China’s total apparel exports declined by 31 per cent year on year (YoY) in the first quarter of fiscal 2020-21 compared to a significantly higher decline for nations like Bangladesh and India. India’s cotton yarn exports declined by 28 per cent YoY in the last fiscal to ₹196 billion on account of a 53 per cent YoY decline in demand from China due to the US-China trade war.

While India’s exports to China increased by 1.8 times YoY during June this year due to pent-up demand and restocking by Chinese players, the overall exports reduced by 29 per cent YoY during 1QFY21. India’s yarn exports over the past three years have been around 1.2 million tonnes; it reduced drastically in FY20 to less than 1 million tonnes over the geo-political tensions and higher competition from ASEAN countries.

While demand from the United States could impact overall cotton demanded by China, the value-addition could gradually move out of China to other geographies. However, this is more of a medium term-phenomenon., said Ind-Ra in a press release.

Indian yarn players have high export dependence on China, which reduced to around 20 per cent for the three months ended June this year on account of a lower demand and growing competition from Vietnam and Pakistan.

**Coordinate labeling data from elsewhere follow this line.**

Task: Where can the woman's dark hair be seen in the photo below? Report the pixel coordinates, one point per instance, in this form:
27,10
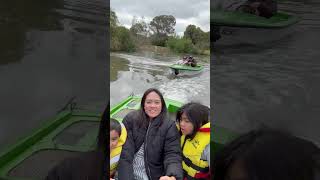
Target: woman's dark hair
268,155
144,120
115,125
197,113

The trade war extension and labour-related issues could lead to the creation of additional yarn and cotton demand from neighbouring countries to the tune of 0.5 million tonnes and 8-10 million bales (480lb) in India, Ind-Ra said.

The agency believes countries like Pakistan and Brazil have a pole position compared to India due to their preferential status. However, India can get a share of the pie, given the low-cost raw material availability and established presence of Indian textile players in the United States.

Ind-Ra believes the shift in demand could lead to a healthy recovery in credit metrics and ease of liquidity stress for exporters in fiscal 2020-21.

Given Vietnam’s textile industry has strong dependency on China, it is equally vulnerable to have supply chain linkages with the tainted XUAR region. Vietnam may cater additional cotton yarn production of around 0.4 million tonnes to meet Chinese demand.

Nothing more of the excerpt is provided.